Physiotherapy often complements these approaches by reducing straining, improving pelvic floor coordination, and making toileting more effective, which can reduce reliance on ongoing laxatives for some people.
Prognosis & Return to Activity
Prognosis depends on the cause. Constipation driven by routine changes, low fibre, low fluids, or temporary medication effects often improves with targeted lifestyle changes and appropriate medical support.
If constipation is linked to pelvic floor dysfunction (dyssynergic defecation), improvement is still very achievable, but it often requires a structured retraining program rather than simple diet changes alone. Education and pelvic floor biofeedback-based retraining are commonly described as effective for dyssynergic defecation.
Most people do best when they have a combined plan: GP review (to rule out medical causes and guide medications as needed) plus pelvic health physiotherapy (to fix toileting mechanics and reduce straining), plus gradual adjustments to fibre and fluids aligned to Australian NRVs.
Complications
- Haemorrhoids and anal fissures from repeated straining and hard stool.

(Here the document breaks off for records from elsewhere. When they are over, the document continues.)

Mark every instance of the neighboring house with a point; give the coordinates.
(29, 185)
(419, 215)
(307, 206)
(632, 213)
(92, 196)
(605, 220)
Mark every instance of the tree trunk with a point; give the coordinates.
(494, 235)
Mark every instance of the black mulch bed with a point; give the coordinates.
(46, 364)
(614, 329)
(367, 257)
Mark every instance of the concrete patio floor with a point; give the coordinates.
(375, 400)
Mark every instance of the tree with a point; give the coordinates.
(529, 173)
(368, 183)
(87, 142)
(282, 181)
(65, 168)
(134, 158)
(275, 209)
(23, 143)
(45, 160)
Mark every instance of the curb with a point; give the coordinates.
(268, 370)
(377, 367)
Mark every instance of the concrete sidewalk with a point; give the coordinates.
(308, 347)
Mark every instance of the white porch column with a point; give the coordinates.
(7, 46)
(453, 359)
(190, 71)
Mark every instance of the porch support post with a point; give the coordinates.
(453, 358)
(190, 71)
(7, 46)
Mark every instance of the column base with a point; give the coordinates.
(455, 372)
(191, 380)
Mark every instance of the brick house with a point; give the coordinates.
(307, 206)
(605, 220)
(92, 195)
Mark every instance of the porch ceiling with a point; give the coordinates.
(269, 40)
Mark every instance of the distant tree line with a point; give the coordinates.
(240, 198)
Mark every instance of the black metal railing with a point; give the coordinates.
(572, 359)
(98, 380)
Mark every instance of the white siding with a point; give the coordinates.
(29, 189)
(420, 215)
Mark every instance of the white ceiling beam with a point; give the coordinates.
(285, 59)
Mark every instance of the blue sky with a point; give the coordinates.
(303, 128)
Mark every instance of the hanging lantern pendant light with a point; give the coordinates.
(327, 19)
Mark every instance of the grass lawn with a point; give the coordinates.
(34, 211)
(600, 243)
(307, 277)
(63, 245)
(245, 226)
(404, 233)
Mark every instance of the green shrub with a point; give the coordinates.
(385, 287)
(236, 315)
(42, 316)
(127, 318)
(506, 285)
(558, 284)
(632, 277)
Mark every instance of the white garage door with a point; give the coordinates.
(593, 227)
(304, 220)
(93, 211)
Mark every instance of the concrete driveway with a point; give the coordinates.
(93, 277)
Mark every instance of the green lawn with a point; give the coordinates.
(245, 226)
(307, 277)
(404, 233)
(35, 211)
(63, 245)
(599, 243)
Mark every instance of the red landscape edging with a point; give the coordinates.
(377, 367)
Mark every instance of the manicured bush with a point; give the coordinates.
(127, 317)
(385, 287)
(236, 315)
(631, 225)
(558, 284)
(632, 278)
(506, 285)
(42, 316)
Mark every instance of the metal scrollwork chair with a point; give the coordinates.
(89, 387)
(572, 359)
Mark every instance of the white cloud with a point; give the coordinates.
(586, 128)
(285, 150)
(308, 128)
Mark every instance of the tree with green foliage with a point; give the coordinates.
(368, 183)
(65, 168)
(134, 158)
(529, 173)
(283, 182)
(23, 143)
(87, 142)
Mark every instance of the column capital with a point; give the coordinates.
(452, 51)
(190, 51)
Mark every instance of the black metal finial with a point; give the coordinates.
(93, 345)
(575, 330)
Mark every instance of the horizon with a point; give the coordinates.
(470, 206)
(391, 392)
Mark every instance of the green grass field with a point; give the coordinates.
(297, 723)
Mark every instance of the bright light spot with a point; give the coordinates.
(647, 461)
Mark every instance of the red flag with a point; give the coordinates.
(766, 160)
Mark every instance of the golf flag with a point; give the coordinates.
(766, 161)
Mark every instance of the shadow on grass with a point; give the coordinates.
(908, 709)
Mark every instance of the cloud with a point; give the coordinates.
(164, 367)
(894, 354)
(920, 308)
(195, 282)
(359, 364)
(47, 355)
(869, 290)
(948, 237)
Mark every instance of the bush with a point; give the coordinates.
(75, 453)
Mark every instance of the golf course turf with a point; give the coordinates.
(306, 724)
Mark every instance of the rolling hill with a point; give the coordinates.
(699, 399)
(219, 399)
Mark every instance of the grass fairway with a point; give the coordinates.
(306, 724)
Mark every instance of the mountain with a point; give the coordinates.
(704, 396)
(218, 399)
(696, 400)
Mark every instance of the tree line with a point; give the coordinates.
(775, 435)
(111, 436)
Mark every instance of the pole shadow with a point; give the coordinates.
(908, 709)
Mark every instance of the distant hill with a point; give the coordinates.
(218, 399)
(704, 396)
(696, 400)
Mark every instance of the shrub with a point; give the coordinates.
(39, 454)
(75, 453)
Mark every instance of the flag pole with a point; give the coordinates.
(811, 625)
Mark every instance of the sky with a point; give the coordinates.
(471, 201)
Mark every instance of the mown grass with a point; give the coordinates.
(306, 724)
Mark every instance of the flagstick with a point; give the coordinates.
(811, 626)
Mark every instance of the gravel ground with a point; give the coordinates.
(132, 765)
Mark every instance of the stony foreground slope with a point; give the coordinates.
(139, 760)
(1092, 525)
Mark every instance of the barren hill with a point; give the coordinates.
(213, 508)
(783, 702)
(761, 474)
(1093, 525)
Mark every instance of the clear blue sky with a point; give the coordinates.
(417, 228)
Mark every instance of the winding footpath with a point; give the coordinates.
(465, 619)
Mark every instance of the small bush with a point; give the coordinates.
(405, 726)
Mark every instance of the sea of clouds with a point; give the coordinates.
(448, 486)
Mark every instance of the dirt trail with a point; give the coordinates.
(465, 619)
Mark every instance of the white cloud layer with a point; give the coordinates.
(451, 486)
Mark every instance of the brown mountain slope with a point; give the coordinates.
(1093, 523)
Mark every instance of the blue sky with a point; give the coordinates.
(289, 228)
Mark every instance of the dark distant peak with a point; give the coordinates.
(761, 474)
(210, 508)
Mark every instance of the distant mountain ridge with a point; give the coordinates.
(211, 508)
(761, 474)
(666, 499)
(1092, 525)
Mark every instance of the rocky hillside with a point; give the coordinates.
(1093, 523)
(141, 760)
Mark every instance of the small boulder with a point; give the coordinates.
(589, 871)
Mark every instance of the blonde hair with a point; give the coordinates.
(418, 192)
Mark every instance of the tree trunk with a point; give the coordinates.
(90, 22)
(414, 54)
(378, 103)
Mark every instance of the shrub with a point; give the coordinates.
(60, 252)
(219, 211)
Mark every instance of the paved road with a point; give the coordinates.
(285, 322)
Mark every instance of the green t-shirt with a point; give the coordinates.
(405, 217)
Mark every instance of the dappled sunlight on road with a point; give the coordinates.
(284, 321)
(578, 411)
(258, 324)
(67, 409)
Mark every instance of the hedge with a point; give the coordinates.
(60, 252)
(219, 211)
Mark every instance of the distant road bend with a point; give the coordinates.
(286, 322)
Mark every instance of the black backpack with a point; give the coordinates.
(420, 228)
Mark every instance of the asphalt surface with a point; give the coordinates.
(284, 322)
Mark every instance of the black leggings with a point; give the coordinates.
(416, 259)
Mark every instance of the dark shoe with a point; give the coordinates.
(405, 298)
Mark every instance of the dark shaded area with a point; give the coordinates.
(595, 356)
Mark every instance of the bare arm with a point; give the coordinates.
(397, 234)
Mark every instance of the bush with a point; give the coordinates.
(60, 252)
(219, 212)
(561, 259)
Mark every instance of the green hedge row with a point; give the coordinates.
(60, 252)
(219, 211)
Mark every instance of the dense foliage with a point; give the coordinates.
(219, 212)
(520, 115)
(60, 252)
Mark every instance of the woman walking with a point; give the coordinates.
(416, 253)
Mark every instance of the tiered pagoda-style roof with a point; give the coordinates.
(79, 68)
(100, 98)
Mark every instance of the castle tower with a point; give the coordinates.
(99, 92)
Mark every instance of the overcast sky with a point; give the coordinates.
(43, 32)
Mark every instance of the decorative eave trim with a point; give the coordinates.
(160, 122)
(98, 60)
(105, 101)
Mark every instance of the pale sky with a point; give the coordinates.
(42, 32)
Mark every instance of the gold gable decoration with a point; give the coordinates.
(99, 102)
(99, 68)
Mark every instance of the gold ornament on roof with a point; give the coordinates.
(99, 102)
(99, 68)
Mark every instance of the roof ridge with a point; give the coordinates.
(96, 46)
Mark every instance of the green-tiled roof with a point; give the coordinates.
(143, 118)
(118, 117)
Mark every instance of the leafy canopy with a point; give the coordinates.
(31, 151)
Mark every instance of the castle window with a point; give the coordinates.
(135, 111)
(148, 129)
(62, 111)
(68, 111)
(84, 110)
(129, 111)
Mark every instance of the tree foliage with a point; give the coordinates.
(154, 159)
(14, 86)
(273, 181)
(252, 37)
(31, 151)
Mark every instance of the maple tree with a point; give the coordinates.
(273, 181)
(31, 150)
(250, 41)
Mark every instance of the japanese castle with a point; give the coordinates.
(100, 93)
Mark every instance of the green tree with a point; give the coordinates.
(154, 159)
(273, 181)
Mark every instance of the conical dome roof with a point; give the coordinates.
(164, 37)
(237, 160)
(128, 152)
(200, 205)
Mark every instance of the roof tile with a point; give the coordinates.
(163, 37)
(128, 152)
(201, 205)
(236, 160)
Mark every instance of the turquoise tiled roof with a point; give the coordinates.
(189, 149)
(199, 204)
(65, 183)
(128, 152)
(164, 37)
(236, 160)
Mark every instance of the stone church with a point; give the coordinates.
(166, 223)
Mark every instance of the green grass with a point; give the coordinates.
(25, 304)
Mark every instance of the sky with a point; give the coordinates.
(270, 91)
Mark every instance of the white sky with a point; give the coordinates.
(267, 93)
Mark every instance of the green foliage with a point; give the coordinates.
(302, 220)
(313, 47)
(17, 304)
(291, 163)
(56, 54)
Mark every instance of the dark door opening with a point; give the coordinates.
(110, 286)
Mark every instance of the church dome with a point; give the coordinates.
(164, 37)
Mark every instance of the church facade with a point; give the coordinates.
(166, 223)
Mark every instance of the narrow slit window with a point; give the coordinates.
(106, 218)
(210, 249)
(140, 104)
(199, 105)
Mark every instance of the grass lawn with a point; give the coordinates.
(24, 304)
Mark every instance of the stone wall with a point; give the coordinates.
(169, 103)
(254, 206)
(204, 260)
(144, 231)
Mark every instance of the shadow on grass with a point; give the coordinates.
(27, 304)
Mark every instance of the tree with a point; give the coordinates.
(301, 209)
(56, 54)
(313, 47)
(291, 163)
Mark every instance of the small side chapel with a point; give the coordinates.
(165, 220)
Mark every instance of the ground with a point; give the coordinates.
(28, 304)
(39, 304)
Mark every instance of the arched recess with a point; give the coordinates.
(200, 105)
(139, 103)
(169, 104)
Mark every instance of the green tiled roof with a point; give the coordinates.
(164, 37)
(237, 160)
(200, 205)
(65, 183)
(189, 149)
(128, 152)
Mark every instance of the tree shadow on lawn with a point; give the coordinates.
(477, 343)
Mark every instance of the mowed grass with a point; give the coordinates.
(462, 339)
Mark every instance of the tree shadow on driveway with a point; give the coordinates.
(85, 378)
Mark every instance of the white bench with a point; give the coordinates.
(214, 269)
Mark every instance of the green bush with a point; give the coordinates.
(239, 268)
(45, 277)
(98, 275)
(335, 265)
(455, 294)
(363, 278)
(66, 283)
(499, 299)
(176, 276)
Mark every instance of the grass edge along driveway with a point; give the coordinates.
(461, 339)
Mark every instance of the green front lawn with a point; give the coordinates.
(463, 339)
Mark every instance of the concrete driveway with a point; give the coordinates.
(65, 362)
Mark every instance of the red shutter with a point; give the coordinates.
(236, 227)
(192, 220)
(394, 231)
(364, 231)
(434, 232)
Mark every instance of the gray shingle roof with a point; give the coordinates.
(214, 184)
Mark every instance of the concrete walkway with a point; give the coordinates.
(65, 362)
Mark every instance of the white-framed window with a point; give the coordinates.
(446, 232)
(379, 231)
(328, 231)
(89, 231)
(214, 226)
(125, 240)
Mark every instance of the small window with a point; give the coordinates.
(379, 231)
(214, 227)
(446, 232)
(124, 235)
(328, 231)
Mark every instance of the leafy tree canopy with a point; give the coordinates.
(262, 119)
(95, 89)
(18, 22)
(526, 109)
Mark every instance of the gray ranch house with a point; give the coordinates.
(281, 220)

- Pelvic floor dysfunction worsening over time if pushing and breath-holding becomes habitual.
- Worsening bloating and abdominal discomfort, and increased anxiety around toileting.
- Rectal prolapse risk in severe long-term straining in some people (requires medical assessment).
Preventing Recurrence
- Respond to the bowel urge when it appears (often after meals) rather than repeatedly delaying, to maintain normal rectal signalling.
- Use a foot stool so knees are higher than hips, lean forward, and relax the belly to reduce straining and support pelvic floor relaxation.
- Aim for steady, gradual fibre increases and adequate fluids guided by Australian NRVs, rather than sudden large increases that can worsen bloating.
- Avoid breath-holding and hard pushing. Use diaphragmatic breathing and a gentle abdominal expansion strategy taught by a pelvic health physiotherapist.
When to See a Physio
- If you strain most times you open your bowels, or you regularly feel incompletely emptied.
- If you need manual assistance (splinting, digital evacuation, perineal support) to pass stool.
- If constipation is present alongside pelvic floor symptoms such as prolapse symptoms, urinary issues, or pelvic pain.
- If constipation began or worsened during pregnancy or postpartum and you want a pelvic floor-safe plan.
- If diet and fluid changes have not helped and you suspect pelvic floor coordination may be the issue.